The staves are trimmed into oblong lengths with a double taper, traditionally called ‘dressing’, then joined on a jointer known as a ‘colombe’ and given their final shape before being fitted onto a frame and arranged around an iron ‘raising up’ hoop. The shaping requires heat to modify the wood’s physical and chemical composition, which is provided by natural gas, steam or boiling water, or flames from burning wood chips, or a combination of these. If fire is used the barrel is assembled over a metal pot called a ‘chaufferette’. The cooper hammers home temporary iron hoops whilst pressing the wood with a damp cloth. The barrel heads, comprising five or six straight staves pinned together, are shaped to fit into a groove known as the ‘croze’, which is cut in the inside ends of the side staves. To finish, the outside is planed smooth and the barrel is filled with steam or water: if it is watertight the bunghole is drilled and the iron hoops are replaced with steel or copper ones.
ALDER
Alder, often seen lining the banks of streams and rivers or forming small alder woods known as ‘carrs’ on damp ground, was an immensely useful, fast-growing, multi-purpose tree. The tightly grained wood has the quality of long endurance under both fresh and sea water, and was invaluable for pumps, troughs, sluices and water pipes. The medieval conduits bringing fresh water into London were made using alder and it was still used for piping in the eighteenth century. In fact, examples of alder water pipes from the reign of Charles II, excavated from Oxford Street in 1899, can be seen at the Powerhouse Museum in London’s Chinatown.
Alder was extensively used as piling in the construction of docks, quays and landing stages – Venice was built on alder piles, and during the great era of canal building in the eighteenth century all lock gates were made of alder. It was much sought-after for lightweight, durable clogs worn by workers in the mill towns of Lancashire and the south of Scotland, and was used for cart and spinning wheels, bowls, spoons, wooden heels for shoes, herring-barrel staves and furniture.
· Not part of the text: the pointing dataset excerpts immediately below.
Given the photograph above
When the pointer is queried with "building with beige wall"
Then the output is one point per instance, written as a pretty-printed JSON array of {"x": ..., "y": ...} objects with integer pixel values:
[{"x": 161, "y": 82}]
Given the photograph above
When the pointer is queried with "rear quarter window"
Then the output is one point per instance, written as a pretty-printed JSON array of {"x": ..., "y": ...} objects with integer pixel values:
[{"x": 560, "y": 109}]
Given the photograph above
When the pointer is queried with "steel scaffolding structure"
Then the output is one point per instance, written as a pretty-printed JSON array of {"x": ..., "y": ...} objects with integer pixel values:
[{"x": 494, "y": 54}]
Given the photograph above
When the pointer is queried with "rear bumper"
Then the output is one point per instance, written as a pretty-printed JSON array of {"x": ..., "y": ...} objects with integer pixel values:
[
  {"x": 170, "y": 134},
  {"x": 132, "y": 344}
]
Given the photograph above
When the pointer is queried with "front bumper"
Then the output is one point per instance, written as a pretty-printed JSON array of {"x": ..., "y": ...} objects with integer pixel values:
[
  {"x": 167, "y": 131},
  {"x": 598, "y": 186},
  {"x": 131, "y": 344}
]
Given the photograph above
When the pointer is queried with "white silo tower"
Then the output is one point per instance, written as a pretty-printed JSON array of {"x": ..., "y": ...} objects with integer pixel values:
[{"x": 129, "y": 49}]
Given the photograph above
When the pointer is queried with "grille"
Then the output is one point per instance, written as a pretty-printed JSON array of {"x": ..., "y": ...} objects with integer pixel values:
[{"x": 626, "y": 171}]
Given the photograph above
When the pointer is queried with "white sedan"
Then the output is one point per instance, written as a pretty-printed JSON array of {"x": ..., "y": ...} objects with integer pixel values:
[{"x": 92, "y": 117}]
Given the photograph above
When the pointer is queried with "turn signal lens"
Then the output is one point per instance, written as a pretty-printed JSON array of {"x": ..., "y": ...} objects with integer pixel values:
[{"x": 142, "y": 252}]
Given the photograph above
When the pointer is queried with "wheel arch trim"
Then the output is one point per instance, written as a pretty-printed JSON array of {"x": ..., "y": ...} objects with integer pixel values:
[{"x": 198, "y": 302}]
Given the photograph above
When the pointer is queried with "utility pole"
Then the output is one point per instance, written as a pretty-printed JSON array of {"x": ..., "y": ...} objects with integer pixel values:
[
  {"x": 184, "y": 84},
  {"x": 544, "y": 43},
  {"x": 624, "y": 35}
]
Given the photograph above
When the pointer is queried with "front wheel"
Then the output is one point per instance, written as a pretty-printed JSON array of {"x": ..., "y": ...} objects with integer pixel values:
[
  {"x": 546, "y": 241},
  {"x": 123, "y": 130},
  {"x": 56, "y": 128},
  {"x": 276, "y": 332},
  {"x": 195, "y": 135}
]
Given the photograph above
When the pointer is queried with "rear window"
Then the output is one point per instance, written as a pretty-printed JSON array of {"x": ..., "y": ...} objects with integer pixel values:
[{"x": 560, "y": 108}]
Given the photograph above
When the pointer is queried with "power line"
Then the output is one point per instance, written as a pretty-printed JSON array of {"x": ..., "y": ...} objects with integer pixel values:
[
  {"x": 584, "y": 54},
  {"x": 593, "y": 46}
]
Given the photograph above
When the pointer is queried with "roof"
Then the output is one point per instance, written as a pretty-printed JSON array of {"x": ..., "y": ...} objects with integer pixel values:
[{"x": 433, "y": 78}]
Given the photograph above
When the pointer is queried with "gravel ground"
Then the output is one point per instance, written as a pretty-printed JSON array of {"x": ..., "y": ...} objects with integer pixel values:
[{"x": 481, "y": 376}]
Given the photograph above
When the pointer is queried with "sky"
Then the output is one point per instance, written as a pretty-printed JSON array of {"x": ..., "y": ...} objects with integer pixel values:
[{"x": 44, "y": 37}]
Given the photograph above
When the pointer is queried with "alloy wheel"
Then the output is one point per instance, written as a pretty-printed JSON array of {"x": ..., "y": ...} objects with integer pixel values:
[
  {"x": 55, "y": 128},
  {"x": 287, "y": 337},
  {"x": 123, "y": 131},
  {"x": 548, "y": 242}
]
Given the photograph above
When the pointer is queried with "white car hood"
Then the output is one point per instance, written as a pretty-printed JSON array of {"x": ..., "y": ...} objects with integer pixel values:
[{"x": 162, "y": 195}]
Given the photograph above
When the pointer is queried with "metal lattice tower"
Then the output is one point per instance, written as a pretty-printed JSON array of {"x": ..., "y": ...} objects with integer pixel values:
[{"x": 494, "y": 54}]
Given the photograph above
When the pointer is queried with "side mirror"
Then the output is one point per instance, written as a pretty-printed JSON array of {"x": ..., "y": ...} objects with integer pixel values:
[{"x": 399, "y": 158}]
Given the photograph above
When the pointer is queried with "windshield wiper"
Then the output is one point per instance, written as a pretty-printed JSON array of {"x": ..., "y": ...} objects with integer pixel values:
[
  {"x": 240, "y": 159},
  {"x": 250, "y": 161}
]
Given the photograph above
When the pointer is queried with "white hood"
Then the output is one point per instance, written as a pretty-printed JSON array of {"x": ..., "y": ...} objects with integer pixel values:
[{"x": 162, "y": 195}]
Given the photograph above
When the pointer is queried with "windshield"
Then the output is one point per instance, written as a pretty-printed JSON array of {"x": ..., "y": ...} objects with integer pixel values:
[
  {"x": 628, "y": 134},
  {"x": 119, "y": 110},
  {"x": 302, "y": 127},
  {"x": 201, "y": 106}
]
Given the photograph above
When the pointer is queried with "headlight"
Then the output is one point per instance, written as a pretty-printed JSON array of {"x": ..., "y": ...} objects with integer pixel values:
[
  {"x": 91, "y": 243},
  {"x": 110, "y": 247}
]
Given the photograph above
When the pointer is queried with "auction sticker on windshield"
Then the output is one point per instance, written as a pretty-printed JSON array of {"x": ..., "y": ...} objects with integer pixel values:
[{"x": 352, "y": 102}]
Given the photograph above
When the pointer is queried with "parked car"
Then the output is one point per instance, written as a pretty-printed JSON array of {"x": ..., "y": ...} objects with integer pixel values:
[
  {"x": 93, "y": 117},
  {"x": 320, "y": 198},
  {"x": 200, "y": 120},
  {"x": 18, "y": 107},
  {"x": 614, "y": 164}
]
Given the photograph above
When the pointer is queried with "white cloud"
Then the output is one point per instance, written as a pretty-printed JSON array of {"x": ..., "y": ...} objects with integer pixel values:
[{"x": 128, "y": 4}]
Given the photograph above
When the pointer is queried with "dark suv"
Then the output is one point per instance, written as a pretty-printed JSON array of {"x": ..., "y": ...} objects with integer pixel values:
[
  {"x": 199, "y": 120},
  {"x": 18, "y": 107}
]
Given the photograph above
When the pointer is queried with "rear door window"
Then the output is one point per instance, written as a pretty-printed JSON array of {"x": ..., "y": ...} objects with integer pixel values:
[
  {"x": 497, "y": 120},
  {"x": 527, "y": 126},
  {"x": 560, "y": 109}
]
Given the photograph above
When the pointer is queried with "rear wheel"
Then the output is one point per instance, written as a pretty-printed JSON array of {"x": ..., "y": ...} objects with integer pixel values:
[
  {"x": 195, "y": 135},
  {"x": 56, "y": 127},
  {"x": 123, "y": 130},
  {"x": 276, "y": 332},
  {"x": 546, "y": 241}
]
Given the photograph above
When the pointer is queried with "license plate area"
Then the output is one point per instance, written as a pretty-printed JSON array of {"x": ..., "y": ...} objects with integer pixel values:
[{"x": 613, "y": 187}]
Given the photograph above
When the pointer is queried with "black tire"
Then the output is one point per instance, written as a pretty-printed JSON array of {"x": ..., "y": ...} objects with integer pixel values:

Alder wood burns with an intense heat and so made the best charcoal for gunpowder manufacturing. Gunpowder factories were usually sited where there was a natural supply of alder trees; the Royal Gunpowder Mill, established in 1560 at Waltham Abbey in Essex, is an example of this, or the 1694 Chart Gunpowder Mill at Faversham in Kent. The bark was used for tanning, waterproofing fishermen’s nets, curing sore throats and to make a reddish dye. Alder shoots, which appear in early spring, produce a brown dye, the catkins a green one, and in some rural areas the leaves, which have a clammy, glutinous surface, were strewn on the floor in rooms to catch fleas, from Neolithic times until well into the eighteenth century.
ELM
Wood from the common elm has many of the same qualities as alder; it is close-grained, free from knots, tough, flexible, and not prone to splitting. Elm does not crack once seasoned and is remarkably durable underwater, being specially adapted for any purpose which requires exposure to wet. Allowed to grow, it becomes a much more impressive tree than an alder, and can develop into a magnificent specimen, towering to a height of around 36 metres. These beautiful trees, with their haloes of reddish spring flowers and billowing summer foliage, were favourite subjects of the early landscape artists. Constable’s pencil drawing of the elms at Old Hall Park in 1817 captures all the romance, vigour and majesty of a tree that was once a familiar sight silhouetted across England’s skylines.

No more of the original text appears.